A história de Uberlândia é repleta de casos sinistros e lendas urbanas que vão desde um simples aparecimento de assombração até fatos verídicos que se tornaram trágicos por causa de uma mentira. Um dos casos mais conhecidos é o do João Relojoeiro, que foi preso, torturado e morto, acusado de furto a uma joalheria em 1956. 

Na época, a polícia, pressionada a desvendar o caso que envolvia uma família influente da cidade, ouviu de um informante que o autor poderia ser João Luiz Fagundes. Segundo consta no processo, a família do acusado disse que João passou a noite no velório de uma sobrinha, mas a versão não o livrou da mira da polícia. Somente após sua morte é que se descobriu que João era inocente. Ainda segundo o processo, a suspeita é que os donos da loja forjaram o crime para receber o seguro das joias. De todos os envolvidos que foram a júri popular, somente os investigadores foram condenados.

Já uma lenda urbana que mexeu com o imaginário popular e que sobreviveu por muitos anos é a da fazenda Tira Couro, na região do distrito de Cruzeiro dos Peixotos.

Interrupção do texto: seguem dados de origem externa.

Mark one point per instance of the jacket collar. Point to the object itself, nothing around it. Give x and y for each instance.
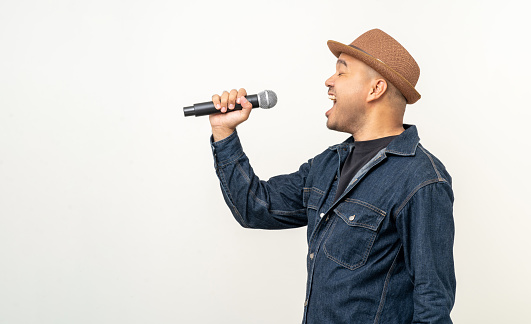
(404, 144)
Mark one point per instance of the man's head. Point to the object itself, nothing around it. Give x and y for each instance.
(375, 78)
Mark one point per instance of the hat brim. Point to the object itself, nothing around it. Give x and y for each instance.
(403, 85)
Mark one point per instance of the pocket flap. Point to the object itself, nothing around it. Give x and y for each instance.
(359, 213)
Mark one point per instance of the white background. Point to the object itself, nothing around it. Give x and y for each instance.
(110, 210)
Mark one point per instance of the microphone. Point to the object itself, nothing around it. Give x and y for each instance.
(265, 99)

Dizem que o nome seria uma referência a um padre que teria sido morto após lhe arrancarem a pele. A versão mais aceita, no entanto, é que muita gente aproveitava as margens de um córrego na região para abate de animais, que tinham o couro lavado ali mesmo.

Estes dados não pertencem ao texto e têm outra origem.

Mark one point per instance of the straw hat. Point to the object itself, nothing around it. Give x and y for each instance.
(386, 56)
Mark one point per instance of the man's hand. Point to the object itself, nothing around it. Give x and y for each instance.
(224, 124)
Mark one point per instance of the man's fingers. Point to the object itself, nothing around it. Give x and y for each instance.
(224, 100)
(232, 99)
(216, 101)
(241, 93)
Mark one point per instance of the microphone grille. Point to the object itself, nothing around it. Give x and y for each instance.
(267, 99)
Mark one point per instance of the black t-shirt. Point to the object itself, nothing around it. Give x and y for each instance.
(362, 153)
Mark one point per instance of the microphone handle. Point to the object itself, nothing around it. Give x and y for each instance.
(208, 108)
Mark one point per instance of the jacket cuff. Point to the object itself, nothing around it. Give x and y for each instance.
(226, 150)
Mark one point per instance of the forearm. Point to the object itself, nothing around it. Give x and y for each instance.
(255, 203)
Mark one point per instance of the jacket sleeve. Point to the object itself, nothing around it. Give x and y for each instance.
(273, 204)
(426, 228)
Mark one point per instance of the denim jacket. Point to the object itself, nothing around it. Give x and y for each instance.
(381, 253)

O motorista aposentado Lourival Honório da Silva lembra de outro caso sinistro, porém menos traumático, ocorrido numa residência na avenida Cesário Alvim. Segundo conta, durante quase um mês a residência foi alvo de pedras que quebraram todo o telhado. “Ninguém sabia de onde vinham as pedras. Até trouxeram padre, pastor, uma benzedeira, polícia, mas não descobriram o que aconteceu”, conta Lourival. Ele diz que pouco tempo depois, quando estava na casa da patroa de sua namorada, um fato semelhante aconteceu. “A gente estava na cozinha e ouviu um estrondo no banheiro, mas não havia ninguém. Quebrou o telhado. As costas do sofá também recebeu uma tijolada, o estranho é que não havia espaço na janela para o tijolo passar”, diz o aposentado.